El Papa Francisco falleció este lunes 21 de abril de 2025 a las 7:35 de la mañana, tal y como anunció el cardenal Kevin Joseph Farrell, camarlengo de la Santa Romana Iglesia, desde la Casa Santa Marta. Con 88 años, el pontífice dejó este mundo solo un día después de la celebración de la Pascua de Resurrección, en medio de un emotivo mensaje de paz y esperanza que compartió con la humanidad. Farrell, visiblemente conmovido, transmitió la noticia a través de Vatican News, resaltando el compromiso del Papa por el servicio al Señor y a la Iglesia a lo largo de su vida.
A las 9:47 de la mañana, Matteo Bruni, director de la Oficina de Prensa del Vaticano, confirmó oficialmente el deceso del Papa, un evento que conmocionó a miles de fieles alrededor del mundo. Se ha programado una ceremonia para la tarde de este lunes a las 20:00 horas, donde se llevará a cabo el rito de constatación de la muerte y la deposición del cuerpo en la urna. Este rito, presidido por el cardenal Farrell, se realizará en la capilla de la Domus Santa Marta, siguiendo las tradiciones establecidas en el Ordo Exsequiarum Romani Pontificis.

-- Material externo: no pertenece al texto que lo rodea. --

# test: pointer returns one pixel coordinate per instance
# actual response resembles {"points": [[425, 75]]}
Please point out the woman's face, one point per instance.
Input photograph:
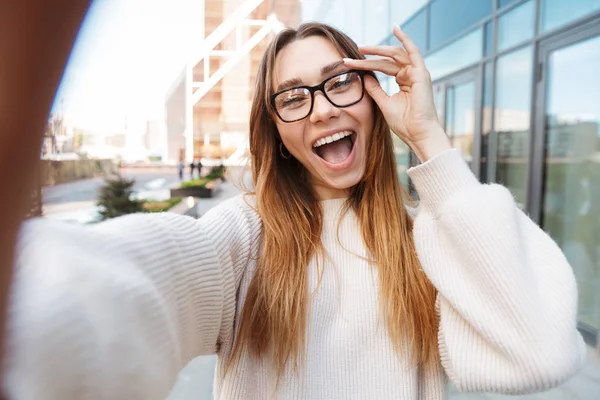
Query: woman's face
{"points": [[336, 166]]}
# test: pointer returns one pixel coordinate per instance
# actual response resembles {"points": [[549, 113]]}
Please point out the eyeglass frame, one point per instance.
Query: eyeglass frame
{"points": [[319, 87]]}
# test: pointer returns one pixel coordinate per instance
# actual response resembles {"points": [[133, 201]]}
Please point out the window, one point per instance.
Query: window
{"points": [[512, 120], [377, 21], [489, 39], [516, 26], [416, 28], [559, 12], [450, 17], [457, 55], [571, 212], [504, 3], [486, 121]]}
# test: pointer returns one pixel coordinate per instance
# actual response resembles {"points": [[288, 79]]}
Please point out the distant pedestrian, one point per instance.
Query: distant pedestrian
{"points": [[199, 166], [326, 281], [192, 167], [180, 167]]}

El fallecimiento del Papa Francisco se produce en un momento en que su figura seguía siendo relevante y activa, a pesar de los problemas de salud que había enfrentado en meses recientes. Tan solo el domingo, Francisco se reunió con J.D. Vance, vicepresidente de Estados Unidos, y ofreció su bendición a miles de católicos que se congregaron en la Plaza de San Pedro. En su tradicional mensaje Urbi et Orbi, el pontífice hizo un fuerte llamado a la paz, denunciando la violencia en Gaza y pidiendo por la liberación de rehenes y el envío de ayuda humanitaria a quienes más lo necesitan.

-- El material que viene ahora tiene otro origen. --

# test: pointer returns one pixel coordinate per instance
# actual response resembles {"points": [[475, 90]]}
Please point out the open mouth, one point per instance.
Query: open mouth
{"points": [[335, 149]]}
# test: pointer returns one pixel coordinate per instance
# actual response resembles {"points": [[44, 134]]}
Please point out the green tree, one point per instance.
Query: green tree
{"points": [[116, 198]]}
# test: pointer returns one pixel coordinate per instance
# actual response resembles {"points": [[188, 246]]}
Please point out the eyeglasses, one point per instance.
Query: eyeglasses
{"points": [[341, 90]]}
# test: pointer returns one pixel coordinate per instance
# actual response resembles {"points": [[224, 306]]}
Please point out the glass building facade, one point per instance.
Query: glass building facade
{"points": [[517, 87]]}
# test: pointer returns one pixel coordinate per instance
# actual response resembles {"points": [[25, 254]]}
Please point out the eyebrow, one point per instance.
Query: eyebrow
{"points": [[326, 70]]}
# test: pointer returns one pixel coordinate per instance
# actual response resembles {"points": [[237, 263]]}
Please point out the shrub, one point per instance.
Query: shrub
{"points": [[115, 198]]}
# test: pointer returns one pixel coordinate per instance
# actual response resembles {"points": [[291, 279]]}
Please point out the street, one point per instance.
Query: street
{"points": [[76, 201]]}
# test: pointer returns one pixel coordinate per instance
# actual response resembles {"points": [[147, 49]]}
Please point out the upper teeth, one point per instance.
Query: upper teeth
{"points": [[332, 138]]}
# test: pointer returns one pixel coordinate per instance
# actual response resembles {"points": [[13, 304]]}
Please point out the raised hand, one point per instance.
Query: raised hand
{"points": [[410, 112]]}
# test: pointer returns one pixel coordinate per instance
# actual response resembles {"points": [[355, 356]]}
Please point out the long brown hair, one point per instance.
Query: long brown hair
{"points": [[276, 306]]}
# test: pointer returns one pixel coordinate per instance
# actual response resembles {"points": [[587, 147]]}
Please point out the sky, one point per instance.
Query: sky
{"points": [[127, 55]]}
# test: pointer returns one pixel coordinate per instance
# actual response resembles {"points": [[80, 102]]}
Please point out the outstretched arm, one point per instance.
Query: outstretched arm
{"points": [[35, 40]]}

Durante su último mensaje de Pascua, Francisco proclamó poderosamente que «el amor venció al odio» y que «la luz venció a las tinieblas». Expresó su cercanía a quienes sufren a causa de la guerra y la pobreza, asegurando que sus «gritos silenciosos han sido escuchados» y que «sus lágrimas han sido recogidas». Su compromiso con la justicia y la paz se hizo eco en cada una de sus palabras, reflejando su misión de unificar y consolar a los que están en el dolor, resaltando que «ni una sola lágrima ha sido perdida» en la memoria de Dios.

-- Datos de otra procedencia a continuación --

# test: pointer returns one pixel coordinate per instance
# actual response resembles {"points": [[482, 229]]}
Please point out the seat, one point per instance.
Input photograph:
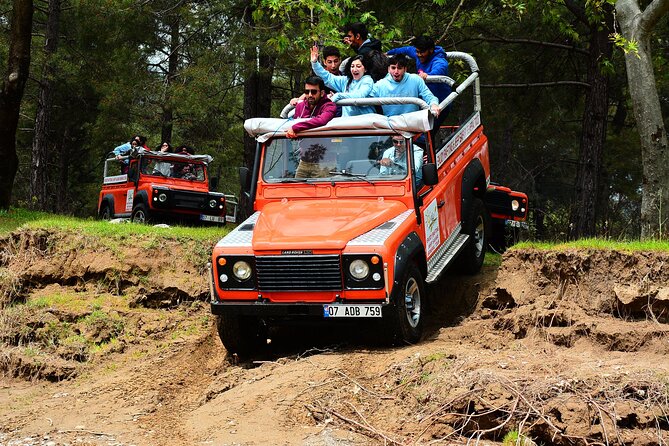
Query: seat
{"points": [[363, 167]]}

Nacido en Buenos Aires como Jorge Mario Bergoglio, Francisco fue el primer Papa sudamericano y asumió el pontificado en marzo de 2013. Su legado se caracteriza por un estilo cercano y austero, además de su preocupación constante por los excluidos, el medioambiente y la justicia social. Criticó abiertamente la desigualdad y la indiferencia hacia el sufrimiento humano. En sus últimas palabras, el cardenal Farrell expresó su gratitud por el ejemplo que dejó el Papa Francisco, encomiando su alma al amor infinito y misericordioso de Dios Uno y Trino, en un momento que marca el cierre de una era significativa en la Iglesia Católica.